Table of Contents
Self-defense strategies – Borderline personality disorders
It is not the first time that I see that I am very critical or controlling, even too much!
I recognize that in my life I have come to learn through control and criticism.
From 0 to 19 years old, I learned criticism and control with my parents and I continued ……
From 0 to 19 years old, I taught my kids to criticize and control.
I know that many parents show their children criticism and control. We learn a lot from our parents.
I gave what I knew and never questioned it.
There is also that we were in survival mode.
Criticism is Part of My Life – A Toxic Family
My parents, in my opinion, operated out of fear of judgment and being punished if they did not raise us as they thought we should be brought up. So their criticisms and controls were driven by fear. There was quite a bit of power in it. We felt like we were alive if we didn’t do what they said. What was happening to us?
Punished by God, punished by the judgments of others, a lot of: what are others going to say. Young you had to work and hurry, the sky will fall on our heads and we will be punished by God; hurry up, the others are coming and it’s going to be annoying. Terrible if others see us like that.
For a long time, it was the others that were important. I didn’t often hear that we were important, that I was important. I did not perceive that.

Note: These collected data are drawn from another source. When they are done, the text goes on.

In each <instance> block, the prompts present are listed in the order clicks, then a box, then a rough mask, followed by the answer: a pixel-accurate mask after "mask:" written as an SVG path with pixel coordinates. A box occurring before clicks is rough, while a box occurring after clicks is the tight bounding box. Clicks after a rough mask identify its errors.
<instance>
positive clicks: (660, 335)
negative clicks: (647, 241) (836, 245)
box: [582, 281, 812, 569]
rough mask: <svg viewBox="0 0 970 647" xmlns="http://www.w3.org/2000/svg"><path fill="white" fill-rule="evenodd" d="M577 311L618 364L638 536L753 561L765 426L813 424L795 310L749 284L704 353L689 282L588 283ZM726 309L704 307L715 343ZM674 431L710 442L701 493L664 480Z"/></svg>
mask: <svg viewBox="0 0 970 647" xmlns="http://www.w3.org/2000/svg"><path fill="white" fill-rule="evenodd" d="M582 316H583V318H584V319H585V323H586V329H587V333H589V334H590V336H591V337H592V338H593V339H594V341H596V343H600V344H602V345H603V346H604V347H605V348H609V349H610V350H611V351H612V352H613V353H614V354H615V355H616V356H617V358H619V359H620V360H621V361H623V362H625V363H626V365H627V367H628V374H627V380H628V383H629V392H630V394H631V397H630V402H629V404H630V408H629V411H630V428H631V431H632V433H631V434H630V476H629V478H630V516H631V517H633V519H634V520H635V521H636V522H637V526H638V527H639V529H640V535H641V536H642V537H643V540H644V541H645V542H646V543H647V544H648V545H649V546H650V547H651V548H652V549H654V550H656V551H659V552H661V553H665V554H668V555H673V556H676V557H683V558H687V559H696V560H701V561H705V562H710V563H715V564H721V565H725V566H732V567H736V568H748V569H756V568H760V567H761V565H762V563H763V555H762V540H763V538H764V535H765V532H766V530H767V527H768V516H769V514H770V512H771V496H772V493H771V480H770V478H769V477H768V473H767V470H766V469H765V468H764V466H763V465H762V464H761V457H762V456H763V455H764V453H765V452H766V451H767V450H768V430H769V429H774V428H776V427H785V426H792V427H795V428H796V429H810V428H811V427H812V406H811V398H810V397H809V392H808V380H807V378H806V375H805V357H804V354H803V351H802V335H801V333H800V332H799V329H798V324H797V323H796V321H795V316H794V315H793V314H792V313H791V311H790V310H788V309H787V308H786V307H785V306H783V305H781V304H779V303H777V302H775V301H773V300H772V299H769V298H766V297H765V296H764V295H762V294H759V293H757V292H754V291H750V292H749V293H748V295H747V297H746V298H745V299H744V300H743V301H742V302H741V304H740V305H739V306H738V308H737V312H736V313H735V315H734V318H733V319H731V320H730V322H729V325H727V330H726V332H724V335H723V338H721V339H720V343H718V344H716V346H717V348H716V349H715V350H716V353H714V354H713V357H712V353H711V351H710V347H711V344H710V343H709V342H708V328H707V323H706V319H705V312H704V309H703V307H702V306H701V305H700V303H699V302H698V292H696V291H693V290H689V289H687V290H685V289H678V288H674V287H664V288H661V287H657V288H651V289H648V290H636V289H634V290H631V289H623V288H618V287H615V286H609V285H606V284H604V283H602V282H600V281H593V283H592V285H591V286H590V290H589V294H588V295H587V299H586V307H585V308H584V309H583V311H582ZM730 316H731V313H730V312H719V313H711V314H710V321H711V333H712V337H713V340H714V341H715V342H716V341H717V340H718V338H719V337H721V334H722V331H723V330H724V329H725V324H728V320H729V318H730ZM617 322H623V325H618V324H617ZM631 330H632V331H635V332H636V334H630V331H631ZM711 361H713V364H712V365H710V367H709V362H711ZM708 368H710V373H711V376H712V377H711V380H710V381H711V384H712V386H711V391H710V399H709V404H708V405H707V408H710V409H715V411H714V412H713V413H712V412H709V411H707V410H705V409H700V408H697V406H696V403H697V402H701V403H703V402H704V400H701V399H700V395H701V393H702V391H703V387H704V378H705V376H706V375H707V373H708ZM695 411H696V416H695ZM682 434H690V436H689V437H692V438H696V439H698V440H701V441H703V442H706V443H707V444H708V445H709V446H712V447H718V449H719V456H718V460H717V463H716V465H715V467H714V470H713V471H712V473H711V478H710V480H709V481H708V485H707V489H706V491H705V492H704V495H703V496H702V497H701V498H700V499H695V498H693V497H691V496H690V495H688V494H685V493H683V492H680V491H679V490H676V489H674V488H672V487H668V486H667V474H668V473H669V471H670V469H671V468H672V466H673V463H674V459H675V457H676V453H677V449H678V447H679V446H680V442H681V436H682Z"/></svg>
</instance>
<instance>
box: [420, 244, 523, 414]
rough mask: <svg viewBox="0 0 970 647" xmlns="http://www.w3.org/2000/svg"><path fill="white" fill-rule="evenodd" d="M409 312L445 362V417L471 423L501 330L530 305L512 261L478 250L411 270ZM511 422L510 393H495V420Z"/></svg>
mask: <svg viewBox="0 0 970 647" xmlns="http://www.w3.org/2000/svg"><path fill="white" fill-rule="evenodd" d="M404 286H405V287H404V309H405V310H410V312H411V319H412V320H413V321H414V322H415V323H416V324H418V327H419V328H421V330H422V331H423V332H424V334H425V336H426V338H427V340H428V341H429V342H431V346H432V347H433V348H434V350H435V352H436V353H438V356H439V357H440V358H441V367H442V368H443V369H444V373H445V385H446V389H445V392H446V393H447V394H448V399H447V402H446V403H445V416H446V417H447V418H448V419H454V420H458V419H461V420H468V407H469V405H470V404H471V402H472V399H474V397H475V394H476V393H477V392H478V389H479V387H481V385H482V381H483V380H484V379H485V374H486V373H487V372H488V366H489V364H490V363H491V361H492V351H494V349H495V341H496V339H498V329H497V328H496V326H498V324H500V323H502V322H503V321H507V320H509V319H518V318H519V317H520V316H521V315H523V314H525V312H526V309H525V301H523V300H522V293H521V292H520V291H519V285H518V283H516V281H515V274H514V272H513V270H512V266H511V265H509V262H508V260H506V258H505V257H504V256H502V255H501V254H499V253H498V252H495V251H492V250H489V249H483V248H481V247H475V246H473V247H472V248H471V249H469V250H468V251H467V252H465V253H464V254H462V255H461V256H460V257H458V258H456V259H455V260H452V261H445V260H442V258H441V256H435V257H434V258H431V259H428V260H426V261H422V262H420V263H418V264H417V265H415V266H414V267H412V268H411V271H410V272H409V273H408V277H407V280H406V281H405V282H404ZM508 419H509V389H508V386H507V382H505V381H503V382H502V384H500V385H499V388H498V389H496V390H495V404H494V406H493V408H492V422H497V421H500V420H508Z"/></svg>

I’ve heard so much that God is important, that I am not important. That you had to think of others before thinking of yourself! How did I feel? I did not feel anything. I just used to think of others.
At 6 years old, you had to do things for dad. That is to say: working on the farm. For mom, it was putting in the wood, fetching water from the well, etc. Fortunately, I was playing with Louiselle.
I was going to school to do what my parents urged me to do. It was compulsory. I had no pleasure in that. Luckily I was listening to songs I liked on the radio.
I wore the clothes that mom made me, a chance that I made 2 dresses that I liked to wear in hiding. You had to work for dad, to be able to live. Pay attention to expenses because we would have nothing to live on. We were still in survival mode.
Lucky that I started working when I was 13. I was starting to have money.
To live, all this under constant criticism from mom and dad and dad’s control.
Controlled by the opinion of others which was very important. The opinion of my family and the opinion of the neighbors.
And especially God who always hovered above us, week and Sunday.
My parents were under the tutelage of God and the opinions of others and we felt we were surviving in all this.
What could we do; I was submissive, I had no choice and to survive my sister was an example of illness, so she followed the path, she was always uneasy and mom said: Let her do it, we will do it .
My sister and I had no choice but to help mom and dad. She came out of it feeling daddy’s favorite. I have become the scapegoat. I took the role of the victim in everything. In addition I was stubborn, I felt criticized, judged, condemned.
Toxic family relationships
I kept this role for a very long time. Eventually, or luckily I had a submissive husband. And that I had children with whom I shared my roles in the father’s family.
The definition of criticism in my opinion
So the first 20 years of my life, I lived with my parents under criticism and control.
For the next 20 years, I was under the criticism and judgment of my husband’s family.
Yes, my children have always been seen as my children and not their father’s children.
Yes, my children have always been seen as my children and not their father’s children.
But he has a lot to do with it, he was always humble when he talked about me and his children but
mentioned many qualities when he spoke of his brothers, brothers-in-law and sisters. children of his brothers and sisters.
I criticized him a lot in connection with this. However, he felt so loved by his mother.
I also continued to write what I want to do with it in the next few days. It could be the next few weeks, the next few months …. But for the moment, that’s what I wrote this morning around 4 o’clock.
My body has been talking to me a lot in recent months with the tensions I feel in my neck and in my head. I will do my best to heal myself before I leave this earth.